Proposition. If $G$ is a bipartite graph with at least one edge, then its spectrum is symmetrical with respect to $0$, i.e. if a number $\lambda$ is an eigenvalue of $G$ then $- \lambda$ is also an eigenvalue of $G$.

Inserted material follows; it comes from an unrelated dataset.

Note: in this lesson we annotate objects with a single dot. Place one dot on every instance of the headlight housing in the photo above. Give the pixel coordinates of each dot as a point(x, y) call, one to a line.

Proof. Let $G \in B(m,n)$. Then $A(G)$ is an $(m+n) \times (m+n)$ matrix. Suppose that $\lambda$ is an eigenvalue of $G$ and $x=(x_{1},x_{2},...,x_{m+n})$ is a corresponding eigenvector. Consider the vector $y=(y_{1},y_{2},...,y_{m+n})$ where $y_{j}=x_{j}$ if $1 \le j \le m$ and $y_{j}=-x_{j}$ if $m+1 \le j \le m+n$. Then
$ \sum_{j=1}^{m+n}a_{ij}y_{j}=\sum_{j=m+1}^{m+n}a_{ij}y_{j}=-\sum_{j=m+1}^{m+n}a_{ij}x_{j}=- \lambda x_{i} = -\lambda y_{i}$, if $1 \le i \le m$, and $ \sum_{j=1}^{m+n}a_{ij}y_{j}=\sum_{j=1}^{m}a_{ij}y_{j}=\sum_{j=1}^{m}a_{ij}x_{j}=\lambda x_{i} = - \lambda y_{i}$, if $m+1 \le i \le m+n$.
So $y$ satisfies $A(G)y=- \lambda y$, and $- \lambda$ is an eigenvalue of $G$
My question: How to proof that laplacian spectrum is symmetric for bipartite graphs. Proof above is the proof in one way: if $G$ is bipartite then condition, but my task is to proof that: if condition then $G$ is bipartite. I would like to get a seed of an idea, how can I do that.
The laplacian spectrum of a bipartite is not symmetric with respect to 0. For example, for $K_2$ the spectrum is $\{0,2\}$.